Using mlx-lm-server¶

# Install server
pip install mlx-lm[server]

# Start server
mlx_lm.server \
  --model mlx-community/Llama-3.3-70B-Instruct-4bit \
  --host 0.0.0.0 \
  --port 8080

API Usage¶

# Chat completion
curl http://localhost:8080/v1/chat/completions \
  -H "Content-Type: application/json" \
  -d '{
    "model": "default",
    "messages": [{"role": "user", "content": "Hello!"}],
    "max_tokens": 100
  }'

With LiteLLM Proxy¶

For more robust serving:

pip install litellm

# Start proxy pointing to MLX
litellm --model mlx/mlx-community/Llama-3.3-70B-Instruct-4bit

Advanced Generation¶

Streaming¶

from mlx_lm import load, stream_generate

model, tokenizer = load("mlx-community/Llama-3.3-70B-Instruct-4bit")

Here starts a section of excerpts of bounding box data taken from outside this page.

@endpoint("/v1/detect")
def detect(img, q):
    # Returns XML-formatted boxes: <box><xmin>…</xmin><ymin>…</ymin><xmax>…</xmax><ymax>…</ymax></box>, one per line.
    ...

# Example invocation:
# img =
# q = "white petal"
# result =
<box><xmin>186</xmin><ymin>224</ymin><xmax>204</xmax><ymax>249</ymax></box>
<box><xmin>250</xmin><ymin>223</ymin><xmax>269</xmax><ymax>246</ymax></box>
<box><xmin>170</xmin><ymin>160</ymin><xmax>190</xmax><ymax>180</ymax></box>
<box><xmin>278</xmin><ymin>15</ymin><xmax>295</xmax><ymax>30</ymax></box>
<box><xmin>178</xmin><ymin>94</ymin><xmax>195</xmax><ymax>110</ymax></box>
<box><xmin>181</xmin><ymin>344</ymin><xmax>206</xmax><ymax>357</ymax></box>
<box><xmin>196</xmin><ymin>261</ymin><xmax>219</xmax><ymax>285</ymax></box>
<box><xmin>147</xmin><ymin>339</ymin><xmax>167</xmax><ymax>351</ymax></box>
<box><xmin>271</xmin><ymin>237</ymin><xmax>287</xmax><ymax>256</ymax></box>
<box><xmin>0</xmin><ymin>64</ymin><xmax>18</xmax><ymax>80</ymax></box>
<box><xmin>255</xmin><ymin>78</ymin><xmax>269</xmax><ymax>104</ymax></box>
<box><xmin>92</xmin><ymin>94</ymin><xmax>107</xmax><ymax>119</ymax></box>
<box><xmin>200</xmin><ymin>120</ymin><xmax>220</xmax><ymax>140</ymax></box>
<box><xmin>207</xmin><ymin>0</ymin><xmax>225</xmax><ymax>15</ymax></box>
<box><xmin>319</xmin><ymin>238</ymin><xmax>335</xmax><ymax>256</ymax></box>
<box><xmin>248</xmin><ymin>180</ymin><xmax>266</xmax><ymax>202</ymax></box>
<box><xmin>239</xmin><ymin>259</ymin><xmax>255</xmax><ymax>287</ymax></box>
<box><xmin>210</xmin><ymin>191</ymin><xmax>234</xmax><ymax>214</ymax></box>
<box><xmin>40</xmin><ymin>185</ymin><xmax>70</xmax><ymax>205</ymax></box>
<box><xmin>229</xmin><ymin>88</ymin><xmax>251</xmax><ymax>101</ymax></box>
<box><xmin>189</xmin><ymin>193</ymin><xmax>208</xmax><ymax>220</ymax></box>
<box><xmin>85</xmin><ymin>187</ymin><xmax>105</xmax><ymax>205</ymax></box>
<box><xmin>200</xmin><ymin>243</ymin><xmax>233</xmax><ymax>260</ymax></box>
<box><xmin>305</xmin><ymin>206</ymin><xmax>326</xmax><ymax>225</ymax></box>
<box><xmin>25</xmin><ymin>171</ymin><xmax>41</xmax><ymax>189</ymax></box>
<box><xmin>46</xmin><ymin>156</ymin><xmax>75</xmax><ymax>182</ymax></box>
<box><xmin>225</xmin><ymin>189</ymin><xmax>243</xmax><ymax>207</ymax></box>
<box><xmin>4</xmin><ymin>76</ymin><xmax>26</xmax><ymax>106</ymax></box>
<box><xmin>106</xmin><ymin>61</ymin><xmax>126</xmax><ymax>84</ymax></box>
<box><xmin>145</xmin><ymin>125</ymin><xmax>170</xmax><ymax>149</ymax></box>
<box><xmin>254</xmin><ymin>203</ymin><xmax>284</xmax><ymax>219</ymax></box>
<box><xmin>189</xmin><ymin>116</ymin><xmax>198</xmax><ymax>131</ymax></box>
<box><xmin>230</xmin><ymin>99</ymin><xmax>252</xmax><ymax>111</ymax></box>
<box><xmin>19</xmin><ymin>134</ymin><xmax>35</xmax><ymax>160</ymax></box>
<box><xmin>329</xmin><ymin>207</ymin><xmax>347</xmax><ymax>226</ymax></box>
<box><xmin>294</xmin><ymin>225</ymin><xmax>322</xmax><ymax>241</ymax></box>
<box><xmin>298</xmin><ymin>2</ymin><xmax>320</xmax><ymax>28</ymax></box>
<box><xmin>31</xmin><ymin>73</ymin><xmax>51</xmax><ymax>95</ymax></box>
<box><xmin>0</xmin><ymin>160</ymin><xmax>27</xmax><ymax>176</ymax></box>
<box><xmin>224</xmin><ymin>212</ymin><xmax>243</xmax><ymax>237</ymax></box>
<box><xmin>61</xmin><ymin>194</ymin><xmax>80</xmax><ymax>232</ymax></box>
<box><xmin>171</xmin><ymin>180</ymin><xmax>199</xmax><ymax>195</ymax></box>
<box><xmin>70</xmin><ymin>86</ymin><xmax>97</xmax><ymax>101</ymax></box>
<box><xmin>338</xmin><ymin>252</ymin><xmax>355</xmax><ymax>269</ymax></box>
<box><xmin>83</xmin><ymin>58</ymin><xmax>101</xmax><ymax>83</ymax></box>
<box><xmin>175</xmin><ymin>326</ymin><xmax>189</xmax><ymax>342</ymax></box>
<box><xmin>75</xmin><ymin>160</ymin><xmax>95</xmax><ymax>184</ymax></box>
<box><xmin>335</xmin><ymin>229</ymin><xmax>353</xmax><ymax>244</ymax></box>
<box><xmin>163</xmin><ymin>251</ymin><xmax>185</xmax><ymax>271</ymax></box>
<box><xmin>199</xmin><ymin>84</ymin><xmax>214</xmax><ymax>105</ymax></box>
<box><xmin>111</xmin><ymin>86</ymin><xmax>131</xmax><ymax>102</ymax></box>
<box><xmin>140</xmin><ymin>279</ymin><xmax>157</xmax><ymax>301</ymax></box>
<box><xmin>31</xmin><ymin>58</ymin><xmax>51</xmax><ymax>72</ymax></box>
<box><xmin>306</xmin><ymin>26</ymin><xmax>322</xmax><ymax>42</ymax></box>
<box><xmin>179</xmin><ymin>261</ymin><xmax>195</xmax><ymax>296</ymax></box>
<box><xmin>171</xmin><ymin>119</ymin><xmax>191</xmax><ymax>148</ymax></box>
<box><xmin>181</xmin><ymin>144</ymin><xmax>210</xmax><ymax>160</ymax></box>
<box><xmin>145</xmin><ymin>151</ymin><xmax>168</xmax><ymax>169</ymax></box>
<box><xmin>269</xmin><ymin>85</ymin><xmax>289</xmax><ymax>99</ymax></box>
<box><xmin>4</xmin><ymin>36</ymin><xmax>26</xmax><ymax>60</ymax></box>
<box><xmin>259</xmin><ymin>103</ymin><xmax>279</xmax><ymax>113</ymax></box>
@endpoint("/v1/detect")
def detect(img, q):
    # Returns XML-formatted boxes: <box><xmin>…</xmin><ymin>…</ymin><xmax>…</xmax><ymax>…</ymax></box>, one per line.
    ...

for token in stream_generate(
    model,
    tokenizer,
    prompt="Write a haiku about programming:",
    max_tokens=50
):
    print(token, end="", flush=True)

Custom Parameters¶

from mlx_lm import generate

response = generate(
    model,
    tokenizer,
    prompt=prompt,
    max_tokens=500,
    temp=0.7,           # Temperature
    top_p=0.95,         # Nucleus sampling
    repetition_penalty=1.1,
    repetition_context_size=20
)

Chat Format¶

from mlx_lm import load, generate

model, tokenizer = load("mlx-community/Llama-3.3-70B-Instruct-4bit")

messages = [
    {"role": "system", "content": "You are a helpful coding assistant."},
    {"role": "user", "content": "Write a Python function to reverse a string."}
]

# Apply chat template
prompt = tokenizer.apply_chat_template(
    messages,
    tokenize=False,
    add_generation_prompt=True
)

response = generate(model, tokenizer, prompt=prompt, max_tokens=500)

Performance Optimization¶

Memory Management¶

import mlx.core as mx

# Clear memory cache
mx.metal.clear_cache()

# Check memory usage
print(f"Peak memory: {mx.metal.get_peak_memory() / 1e9:.2f} GB")
print(f"Active memory: {mx.metal.get_active_memory() / 1e9:.2f} GB")

Batch Generation¶

# Generate multiple responses
prompts = ["Question 1:", "Question 2:", "Question 3:"]

for prompt in prompts:
    response = generate(model, tokenizer, prompt=prompt, max_tokens=100)
    print(response)
    mx.metal.clear_cache()  # Clear between generations

KV Cache Optimization¶

For long conversations, the KV cache can grow large:

# Limit context for memory efficiency
response = generate(
    model,
    tokenizer,
    prompt=prompt,
    max_tokens=500,
    max_kv_size=4096  # Limit KV cache
)

Performance Comparison¶

Benchmarks on M4 Max (128GB), Llama 3.3 70B 4-bit:

Framework	Tokens/sec	TTFT	Notes
MLX	45-50	~100ms	Metal optimized
llama.cpp (Metal)	35-40	~150ms	Good baseline
Ollama	33-38	~200ms	Convenience overhead

MLX advantages: - 20-40% faster token generation - Better memory efficiency - Lower time to first token

Speculative Decoding¶

Use a small model to speed up a large model:

from mlx_lm import load, generate

# Load draft and target models
draft_model, _ = load("mlx-community/Llama-3.2-1B-Instruct-4bit")
target_model, tokenizer = load("mlx-community/Llama-3.3-70B-Instruct-4bit")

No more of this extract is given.